Considering the sheer
dominance of CG animation, it’s a minor miracle that stop-motion films manage to
occasionally pop in thousands of theaters around the world. Aardman has been
going at it since the 80’s, with their latest venture being last year’s
charming little caveman/soccer comedy Early
Man, and it’s Wes Anderson’s preferred method when dipping into
animation with Fantastic Mr. Fox or Isle
of Dogs. But it’s Laika Studios that’s been keeping the tradition
alive, pushing the boundaries of the mediums to its limits with modern classics
like Coraline, ParaNorman, and Kubo
and the Two Strings. Missing Link
is more charming and subdued than any of those, but beneath its cuddly veneer
hides a sharp mind and a big heart.
Our story follows Sir Lionel Frost
(Hugh Jackman), an explorer who spent his life hunting down the world’s rarest
and most elusive creatures, but a lack of proof has made him a laughing stock among
his fellow adventurers. One day he receives a letter with clues to the
whereabouts of the legendary Sasquatch, and he sees this as his big break. But
when he makes his way to his layer, it’s revealed that not only was it the Sasquatch
himself (Zach Galifianakis) who sent that letter, but that he can read, write, speak,
and is quite literal. Turns out that the reason the Sasquatch, who calls
himself Susan, reached out to him in the first place is because he’s the last
of his kind, and believes he can help him find his cousins, the Yeti, in the hidden
city of Shangri-La. With the help of Lionel’s old partner’s widow Adelina (Zoe
Saldana) and pursued by an assassin (Timothy Olyphant) sent by the adventure
club’s leader (Stephen Fry), Lionel and Susan travel across the globe to unite
him with his new family.
Laika have done groundbreaking
work in the field of stop-motion animation, but because stop-motion is such a
painstaking, time-consuming process, most other factors have to be boiled down
to their bare essentials. On the animation front, Missing Link pulls out all the stops. Since it’s a globetrotting
adventure it’s spread across several unique exotic locations, with a reported
110 sets built, more than any other film Laika has done before. Director Chris
Butler has admitted in an
interview that one of the biggest challenges was animating Susan because of
his size, his oblong shape, and the fact that he’s covered in fur. One way they
worked around this was by making his fur into a hundred leaflike clumps, making
him look like a Christmas tree squeezed into a tweed suit. And even though Laika
wears its stop-motion bona fides on its sleeve, it does implement CG whenever
necessary, most notably during the film’s opening sequence where he nearly
sacrifices his assistant to the Loch Ness Monster.

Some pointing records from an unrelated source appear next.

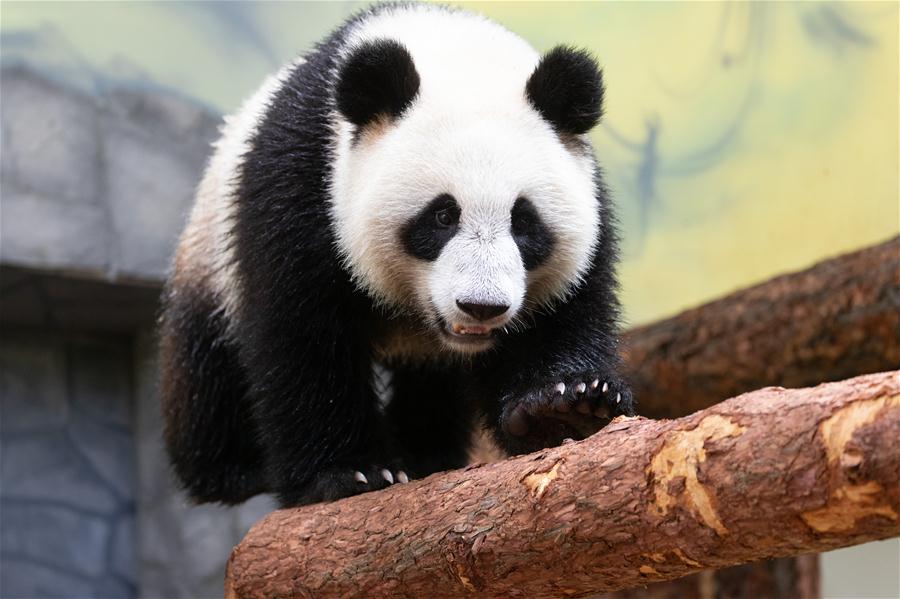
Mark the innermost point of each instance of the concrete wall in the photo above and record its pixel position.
(95, 188)
(96, 184)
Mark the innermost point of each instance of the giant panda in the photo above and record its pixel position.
(400, 238)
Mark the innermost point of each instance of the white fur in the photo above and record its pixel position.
(205, 252)
(472, 133)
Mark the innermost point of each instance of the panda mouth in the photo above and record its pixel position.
(463, 334)
(469, 331)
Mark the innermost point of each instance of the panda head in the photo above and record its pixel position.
(466, 197)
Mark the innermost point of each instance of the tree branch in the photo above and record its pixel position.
(838, 319)
(771, 473)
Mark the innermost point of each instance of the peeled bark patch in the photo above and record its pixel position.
(678, 460)
(765, 474)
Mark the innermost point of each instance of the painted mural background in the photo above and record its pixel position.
(741, 140)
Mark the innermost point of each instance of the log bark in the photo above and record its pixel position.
(771, 473)
(838, 319)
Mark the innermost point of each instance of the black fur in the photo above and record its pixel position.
(424, 236)
(379, 78)
(286, 402)
(567, 89)
(210, 433)
(534, 239)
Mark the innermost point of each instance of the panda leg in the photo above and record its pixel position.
(430, 419)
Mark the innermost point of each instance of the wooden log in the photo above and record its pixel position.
(771, 473)
(838, 319)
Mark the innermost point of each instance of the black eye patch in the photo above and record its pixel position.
(426, 234)
(534, 239)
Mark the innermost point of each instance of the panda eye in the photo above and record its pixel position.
(445, 218)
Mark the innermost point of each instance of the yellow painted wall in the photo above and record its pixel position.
(741, 140)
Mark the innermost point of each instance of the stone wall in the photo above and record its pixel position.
(95, 187)
(67, 480)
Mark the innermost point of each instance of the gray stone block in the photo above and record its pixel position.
(97, 183)
(39, 231)
(150, 186)
(50, 142)
(45, 467)
(32, 389)
(49, 533)
(108, 452)
(22, 577)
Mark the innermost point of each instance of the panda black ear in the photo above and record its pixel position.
(566, 88)
(378, 78)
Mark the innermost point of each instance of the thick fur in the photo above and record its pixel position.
(315, 249)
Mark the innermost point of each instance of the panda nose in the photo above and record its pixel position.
(482, 311)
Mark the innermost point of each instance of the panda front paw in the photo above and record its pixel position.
(573, 407)
(342, 481)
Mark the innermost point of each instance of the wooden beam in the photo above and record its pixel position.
(771, 473)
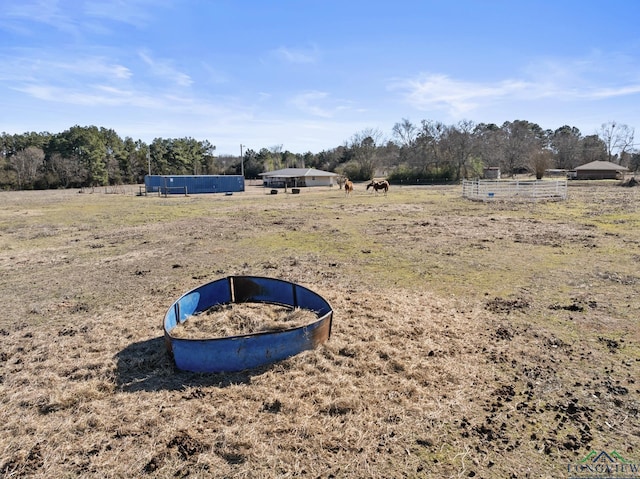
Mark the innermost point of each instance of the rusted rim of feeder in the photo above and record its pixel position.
(246, 351)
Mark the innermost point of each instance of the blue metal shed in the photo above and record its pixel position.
(193, 184)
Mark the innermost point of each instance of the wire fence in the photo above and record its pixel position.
(491, 190)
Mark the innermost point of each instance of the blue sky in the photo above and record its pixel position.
(310, 74)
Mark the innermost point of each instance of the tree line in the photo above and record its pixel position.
(427, 151)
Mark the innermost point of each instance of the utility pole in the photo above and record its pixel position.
(241, 161)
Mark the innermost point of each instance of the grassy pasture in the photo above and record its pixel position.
(470, 339)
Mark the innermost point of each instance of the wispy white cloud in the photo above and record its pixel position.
(165, 70)
(318, 104)
(458, 97)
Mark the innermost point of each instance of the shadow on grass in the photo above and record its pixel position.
(147, 366)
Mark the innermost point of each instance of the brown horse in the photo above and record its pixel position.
(379, 185)
(348, 187)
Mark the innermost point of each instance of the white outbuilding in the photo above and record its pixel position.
(298, 177)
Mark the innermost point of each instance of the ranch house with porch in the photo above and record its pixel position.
(298, 177)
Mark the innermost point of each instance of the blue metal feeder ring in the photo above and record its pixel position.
(237, 353)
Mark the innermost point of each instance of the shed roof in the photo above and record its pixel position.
(297, 173)
(601, 166)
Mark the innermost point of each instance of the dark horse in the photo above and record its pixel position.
(379, 185)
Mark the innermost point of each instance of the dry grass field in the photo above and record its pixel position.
(488, 340)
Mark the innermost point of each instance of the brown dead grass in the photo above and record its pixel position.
(469, 340)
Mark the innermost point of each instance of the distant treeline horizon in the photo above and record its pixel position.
(84, 156)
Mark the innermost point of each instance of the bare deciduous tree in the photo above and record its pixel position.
(26, 163)
(617, 138)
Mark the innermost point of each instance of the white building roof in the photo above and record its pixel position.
(296, 173)
(601, 166)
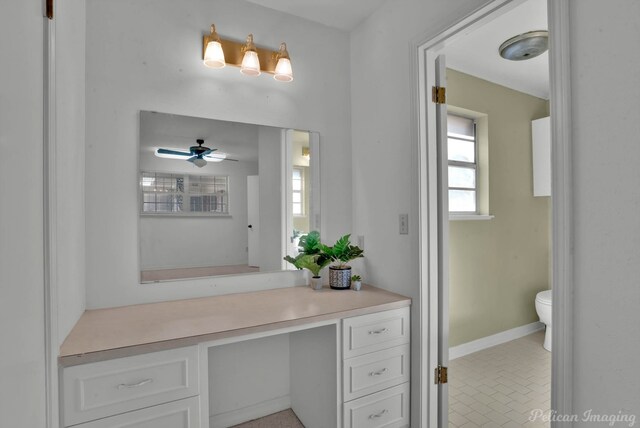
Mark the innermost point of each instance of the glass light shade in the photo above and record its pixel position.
(250, 64)
(283, 73)
(213, 55)
(216, 157)
(199, 162)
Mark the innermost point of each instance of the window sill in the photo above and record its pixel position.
(460, 217)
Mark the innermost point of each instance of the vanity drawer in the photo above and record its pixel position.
(388, 409)
(107, 388)
(373, 332)
(374, 372)
(177, 414)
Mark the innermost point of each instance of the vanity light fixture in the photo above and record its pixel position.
(283, 73)
(252, 60)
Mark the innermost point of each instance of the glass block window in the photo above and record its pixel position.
(297, 196)
(463, 170)
(182, 194)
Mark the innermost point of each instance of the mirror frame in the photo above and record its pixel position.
(285, 186)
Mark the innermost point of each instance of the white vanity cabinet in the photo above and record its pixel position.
(376, 370)
(347, 365)
(112, 387)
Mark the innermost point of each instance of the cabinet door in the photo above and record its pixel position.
(177, 414)
(106, 388)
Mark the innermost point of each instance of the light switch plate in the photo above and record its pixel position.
(404, 224)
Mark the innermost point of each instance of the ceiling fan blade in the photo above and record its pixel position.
(173, 152)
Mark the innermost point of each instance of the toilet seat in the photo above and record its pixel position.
(544, 297)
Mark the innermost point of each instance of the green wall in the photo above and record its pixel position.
(497, 266)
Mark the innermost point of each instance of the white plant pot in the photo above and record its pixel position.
(315, 282)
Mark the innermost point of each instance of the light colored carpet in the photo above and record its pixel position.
(284, 419)
(501, 386)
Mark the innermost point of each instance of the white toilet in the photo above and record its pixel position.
(543, 308)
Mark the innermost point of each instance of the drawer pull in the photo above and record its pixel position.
(135, 385)
(379, 414)
(378, 373)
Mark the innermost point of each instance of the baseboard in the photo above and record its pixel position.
(235, 417)
(493, 340)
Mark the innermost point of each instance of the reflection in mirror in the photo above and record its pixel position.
(221, 198)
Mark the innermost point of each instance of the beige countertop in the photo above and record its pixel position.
(102, 334)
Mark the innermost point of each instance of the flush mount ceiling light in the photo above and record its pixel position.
(525, 46)
(252, 60)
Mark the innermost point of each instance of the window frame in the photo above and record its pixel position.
(186, 195)
(462, 164)
(301, 191)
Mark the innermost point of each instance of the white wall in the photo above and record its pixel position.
(606, 107)
(270, 183)
(22, 363)
(70, 130)
(145, 55)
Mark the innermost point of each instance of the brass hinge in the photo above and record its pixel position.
(440, 375)
(439, 95)
(49, 9)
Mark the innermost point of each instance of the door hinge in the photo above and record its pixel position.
(440, 375)
(439, 95)
(49, 9)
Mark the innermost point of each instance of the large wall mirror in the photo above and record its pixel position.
(222, 198)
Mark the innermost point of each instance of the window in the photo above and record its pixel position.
(181, 194)
(297, 195)
(462, 151)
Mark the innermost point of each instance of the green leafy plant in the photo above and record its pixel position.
(310, 256)
(342, 252)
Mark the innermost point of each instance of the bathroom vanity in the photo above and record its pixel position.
(161, 365)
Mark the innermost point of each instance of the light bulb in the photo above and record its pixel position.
(283, 72)
(213, 54)
(250, 61)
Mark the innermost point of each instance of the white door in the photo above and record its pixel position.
(253, 220)
(443, 239)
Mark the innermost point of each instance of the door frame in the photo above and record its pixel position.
(423, 65)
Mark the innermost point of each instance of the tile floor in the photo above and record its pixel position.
(284, 419)
(500, 386)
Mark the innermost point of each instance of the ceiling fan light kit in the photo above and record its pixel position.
(252, 60)
(198, 155)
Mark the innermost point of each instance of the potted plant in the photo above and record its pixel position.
(341, 254)
(311, 257)
(356, 281)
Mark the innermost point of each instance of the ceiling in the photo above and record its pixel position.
(341, 14)
(476, 53)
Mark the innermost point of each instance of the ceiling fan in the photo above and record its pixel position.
(198, 155)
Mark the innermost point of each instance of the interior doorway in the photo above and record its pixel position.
(434, 192)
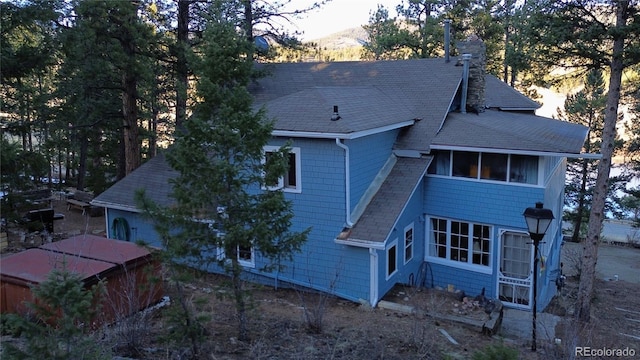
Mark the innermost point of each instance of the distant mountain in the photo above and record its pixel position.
(348, 38)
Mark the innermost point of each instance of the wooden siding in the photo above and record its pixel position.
(367, 157)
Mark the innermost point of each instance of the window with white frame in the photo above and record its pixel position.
(522, 169)
(460, 242)
(392, 259)
(291, 181)
(246, 256)
(408, 243)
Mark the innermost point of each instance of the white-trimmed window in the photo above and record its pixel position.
(460, 242)
(408, 243)
(246, 256)
(392, 258)
(522, 169)
(291, 181)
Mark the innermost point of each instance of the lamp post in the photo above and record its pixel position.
(538, 220)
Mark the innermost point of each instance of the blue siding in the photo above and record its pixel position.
(494, 204)
(140, 228)
(468, 281)
(407, 273)
(500, 206)
(323, 264)
(367, 156)
(483, 202)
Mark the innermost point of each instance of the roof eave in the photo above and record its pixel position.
(516, 151)
(343, 136)
(114, 206)
(378, 245)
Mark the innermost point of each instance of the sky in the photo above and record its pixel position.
(337, 15)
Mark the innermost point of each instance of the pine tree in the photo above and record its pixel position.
(224, 212)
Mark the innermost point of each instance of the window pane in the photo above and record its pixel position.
(459, 241)
(408, 244)
(524, 169)
(465, 164)
(441, 163)
(290, 178)
(494, 166)
(481, 244)
(391, 260)
(439, 238)
(244, 253)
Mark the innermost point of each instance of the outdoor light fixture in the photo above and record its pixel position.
(538, 220)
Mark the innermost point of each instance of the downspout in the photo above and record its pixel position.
(373, 277)
(447, 39)
(465, 82)
(347, 183)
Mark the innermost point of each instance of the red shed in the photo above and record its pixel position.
(132, 275)
(31, 267)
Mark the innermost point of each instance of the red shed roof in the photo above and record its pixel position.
(100, 248)
(32, 266)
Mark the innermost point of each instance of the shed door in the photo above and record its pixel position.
(515, 275)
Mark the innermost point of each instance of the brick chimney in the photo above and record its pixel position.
(477, 69)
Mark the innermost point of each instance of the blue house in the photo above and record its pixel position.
(409, 172)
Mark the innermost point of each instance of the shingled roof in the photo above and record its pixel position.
(382, 213)
(500, 130)
(402, 90)
(153, 176)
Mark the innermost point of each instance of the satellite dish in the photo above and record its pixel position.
(261, 44)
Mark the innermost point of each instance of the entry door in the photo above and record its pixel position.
(515, 275)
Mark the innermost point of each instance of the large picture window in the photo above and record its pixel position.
(291, 181)
(460, 242)
(521, 169)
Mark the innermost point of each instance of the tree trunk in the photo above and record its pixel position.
(590, 249)
(182, 70)
(581, 200)
(239, 295)
(131, 131)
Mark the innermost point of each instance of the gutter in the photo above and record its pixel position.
(347, 183)
(465, 83)
(592, 156)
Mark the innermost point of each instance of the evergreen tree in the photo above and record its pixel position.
(224, 213)
(586, 107)
(584, 35)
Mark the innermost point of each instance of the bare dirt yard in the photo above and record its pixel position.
(292, 324)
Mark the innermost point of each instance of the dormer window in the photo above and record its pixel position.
(291, 181)
(522, 169)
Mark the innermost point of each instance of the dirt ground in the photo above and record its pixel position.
(290, 324)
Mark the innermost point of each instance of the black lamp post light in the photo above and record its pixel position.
(538, 220)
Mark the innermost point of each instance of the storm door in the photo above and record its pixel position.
(514, 276)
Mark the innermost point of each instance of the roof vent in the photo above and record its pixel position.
(335, 116)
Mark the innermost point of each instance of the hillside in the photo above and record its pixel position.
(349, 38)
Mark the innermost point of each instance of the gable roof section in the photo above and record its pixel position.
(154, 177)
(512, 132)
(418, 89)
(375, 224)
(364, 108)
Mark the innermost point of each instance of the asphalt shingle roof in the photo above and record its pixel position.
(370, 95)
(153, 176)
(362, 108)
(494, 129)
(411, 89)
(382, 213)
(502, 96)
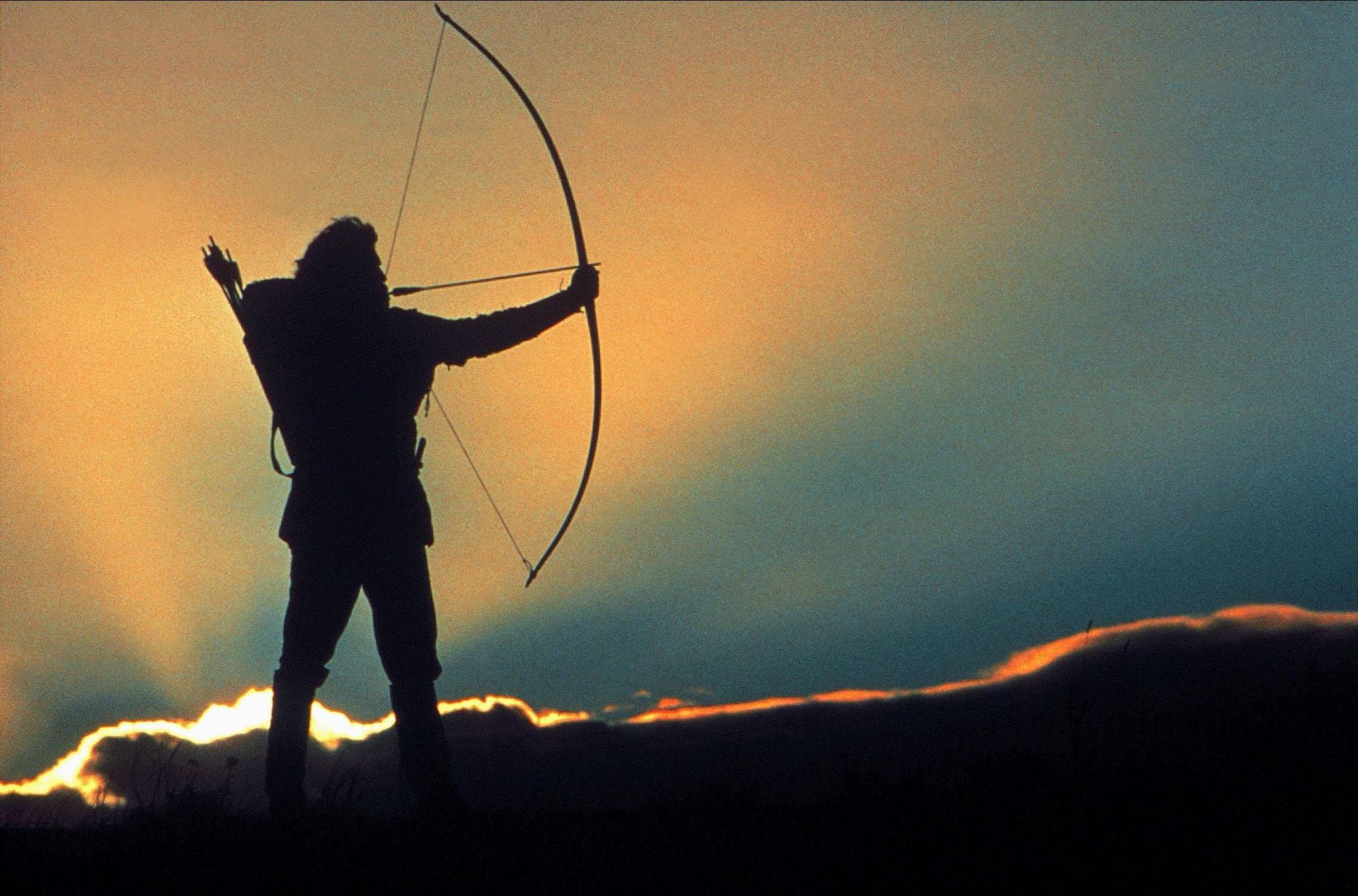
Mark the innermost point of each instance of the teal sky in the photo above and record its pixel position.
(929, 334)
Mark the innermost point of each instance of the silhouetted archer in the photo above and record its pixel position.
(345, 374)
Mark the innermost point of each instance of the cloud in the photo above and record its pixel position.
(1150, 686)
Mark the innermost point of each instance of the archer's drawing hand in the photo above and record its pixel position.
(584, 284)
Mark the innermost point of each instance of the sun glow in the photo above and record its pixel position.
(1022, 663)
(330, 726)
(249, 713)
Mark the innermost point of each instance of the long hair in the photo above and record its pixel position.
(337, 272)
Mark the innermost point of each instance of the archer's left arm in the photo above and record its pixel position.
(457, 341)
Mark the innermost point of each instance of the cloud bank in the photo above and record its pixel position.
(1150, 687)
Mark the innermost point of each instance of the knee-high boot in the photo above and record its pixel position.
(426, 757)
(286, 758)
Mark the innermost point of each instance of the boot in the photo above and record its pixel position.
(426, 757)
(286, 758)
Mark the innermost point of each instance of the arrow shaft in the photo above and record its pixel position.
(406, 291)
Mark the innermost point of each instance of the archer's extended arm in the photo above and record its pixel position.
(456, 341)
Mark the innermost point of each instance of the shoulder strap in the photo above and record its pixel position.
(273, 454)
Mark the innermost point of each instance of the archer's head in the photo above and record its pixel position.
(341, 268)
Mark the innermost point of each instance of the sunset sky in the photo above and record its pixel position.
(929, 333)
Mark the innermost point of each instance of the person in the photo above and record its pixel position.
(345, 374)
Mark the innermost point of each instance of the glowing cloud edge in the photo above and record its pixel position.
(330, 728)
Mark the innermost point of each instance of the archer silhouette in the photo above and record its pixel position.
(345, 374)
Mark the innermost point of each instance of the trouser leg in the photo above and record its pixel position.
(426, 757)
(322, 595)
(286, 757)
(404, 620)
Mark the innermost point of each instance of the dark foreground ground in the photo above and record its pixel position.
(1133, 770)
(1257, 818)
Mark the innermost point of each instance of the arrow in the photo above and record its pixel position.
(406, 291)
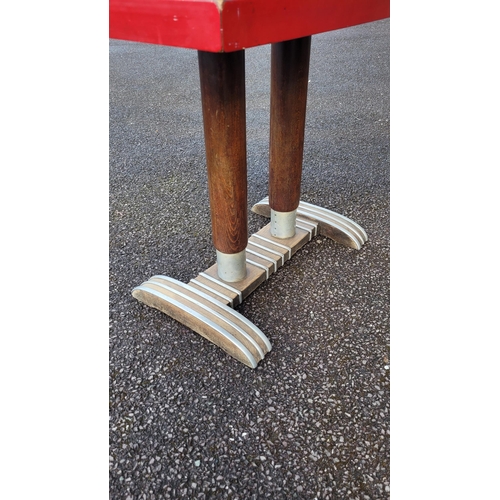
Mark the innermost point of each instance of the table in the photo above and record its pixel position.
(221, 30)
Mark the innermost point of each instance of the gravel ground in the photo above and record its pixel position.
(312, 420)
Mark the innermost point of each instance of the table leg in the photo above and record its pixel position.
(222, 78)
(289, 78)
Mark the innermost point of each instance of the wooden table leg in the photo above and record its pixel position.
(289, 78)
(222, 78)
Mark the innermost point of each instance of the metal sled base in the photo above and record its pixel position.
(205, 304)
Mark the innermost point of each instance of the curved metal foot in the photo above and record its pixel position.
(207, 316)
(330, 224)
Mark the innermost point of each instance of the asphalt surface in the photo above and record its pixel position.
(312, 420)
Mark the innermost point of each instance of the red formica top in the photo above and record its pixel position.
(229, 25)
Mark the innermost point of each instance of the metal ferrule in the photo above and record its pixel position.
(283, 223)
(231, 266)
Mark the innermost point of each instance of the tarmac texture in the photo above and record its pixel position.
(312, 420)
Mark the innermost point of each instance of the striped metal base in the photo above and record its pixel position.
(330, 224)
(205, 304)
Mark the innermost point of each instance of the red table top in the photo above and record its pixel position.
(229, 25)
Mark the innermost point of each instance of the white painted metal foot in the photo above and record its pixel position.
(207, 316)
(330, 224)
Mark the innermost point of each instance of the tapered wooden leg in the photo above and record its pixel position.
(289, 78)
(222, 77)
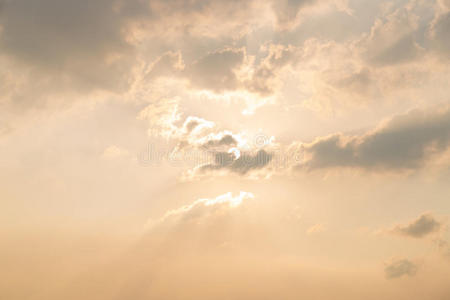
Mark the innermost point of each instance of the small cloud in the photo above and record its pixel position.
(113, 152)
(317, 228)
(400, 267)
(420, 227)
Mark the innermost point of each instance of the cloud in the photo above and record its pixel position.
(405, 142)
(217, 71)
(287, 11)
(400, 267)
(392, 40)
(203, 208)
(265, 74)
(439, 35)
(83, 44)
(421, 227)
(241, 165)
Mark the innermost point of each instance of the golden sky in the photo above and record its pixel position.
(224, 149)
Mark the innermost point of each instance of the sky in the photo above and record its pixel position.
(224, 149)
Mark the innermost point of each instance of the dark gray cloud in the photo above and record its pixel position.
(84, 42)
(405, 142)
(421, 227)
(399, 268)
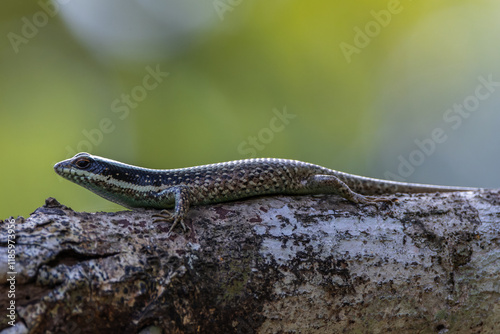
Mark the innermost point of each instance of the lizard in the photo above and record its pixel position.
(138, 187)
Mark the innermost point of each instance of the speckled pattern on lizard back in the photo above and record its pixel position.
(137, 187)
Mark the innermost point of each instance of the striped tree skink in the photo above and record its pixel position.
(137, 187)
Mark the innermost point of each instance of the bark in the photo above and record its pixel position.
(426, 264)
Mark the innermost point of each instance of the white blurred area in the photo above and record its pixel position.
(138, 30)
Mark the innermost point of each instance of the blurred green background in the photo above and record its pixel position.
(390, 89)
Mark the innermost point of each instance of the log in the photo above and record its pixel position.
(301, 264)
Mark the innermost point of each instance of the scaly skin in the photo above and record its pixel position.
(137, 187)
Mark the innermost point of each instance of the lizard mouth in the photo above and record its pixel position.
(69, 173)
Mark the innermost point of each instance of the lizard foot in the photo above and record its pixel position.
(166, 216)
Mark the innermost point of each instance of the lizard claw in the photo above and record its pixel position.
(166, 216)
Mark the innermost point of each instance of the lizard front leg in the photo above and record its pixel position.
(182, 197)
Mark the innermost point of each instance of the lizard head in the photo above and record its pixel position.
(107, 178)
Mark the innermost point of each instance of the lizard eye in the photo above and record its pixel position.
(82, 162)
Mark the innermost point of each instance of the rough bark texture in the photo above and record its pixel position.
(426, 264)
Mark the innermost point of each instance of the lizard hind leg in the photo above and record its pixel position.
(332, 184)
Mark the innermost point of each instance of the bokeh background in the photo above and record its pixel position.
(406, 90)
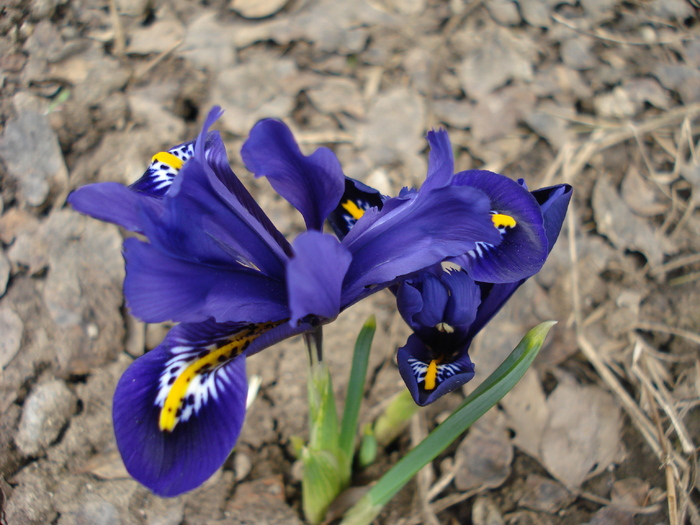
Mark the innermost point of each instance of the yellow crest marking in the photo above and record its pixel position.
(431, 375)
(353, 209)
(169, 159)
(175, 399)
(445, 328)
(503, 221)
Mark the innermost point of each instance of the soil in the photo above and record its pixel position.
(601, 94)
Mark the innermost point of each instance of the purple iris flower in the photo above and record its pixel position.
(217, 265)
(447, 304)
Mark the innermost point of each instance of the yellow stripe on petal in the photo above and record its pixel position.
(169, 159)
(353, 209)
(503, 221)
(175, 400)
(431, 375)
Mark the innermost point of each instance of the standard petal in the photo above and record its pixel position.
(554, 202)
(428, 379)
(201, 221)
(112, 202)
(315, 276)
(313, 184)
(356, 200)
(434, 296)
(159, 287)
(524, 247)
(211, 412)
(440, 162)
(413, 232)
(217, 160)
(164, 167)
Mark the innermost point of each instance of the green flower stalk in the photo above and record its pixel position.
(327, 459)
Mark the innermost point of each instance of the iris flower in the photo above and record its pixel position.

While the scale is bigger than
it’s ever been, the story is probably the smallest Laika has ever worked with.
The dynamic between Lionel and Susan is cut from the cloth of classic odd
couple duos like Laurel and Hardy or Abbott and Costello. Lionel is a dignified
explorer who’s passionate about discovering new things, but is self-absorbed
and inconsiderate of the wants and needs of others. Susan, on the other hand,
is gentle and sweet-natured, but takes things literally, doesn’t know his own
strength, and maybe isn’t as bright as he lets on. As different as they are,
they’re both looking for the same thing: acceptance. Lionel wants to be accepted
by a group of stuck-up, curmudgeonly, colonialist elitists who want nothing to
do with him. To me he seems like a reversal of Archibald Snatcher, the
grotesque villain from Laika’s own The
Boxtrolls, albeit one who wised up before stuffing himself with cheese to
the point of exploding. Susan, on the other hand, just wants to find the yetis
to confirm that he’s not the last of his kind, but doesn’t get the warm welcome
he was hoping for. Why exactly they reject him would be stepping into spoiler territory,
but suffice to say, they’re intrinsically tied into one another.
Bottom line, Missing Link is a
simple, charming animated romp that’s more than meets the eye. The animation is
spectacular, the characters are well written, and while it’s not as daring as
its predecessors in the writing department, more than makes up for it in scale.
If for whatever reason you have some reservations about taking your little ones
to see Shazam!,
this should be an adequate substitute.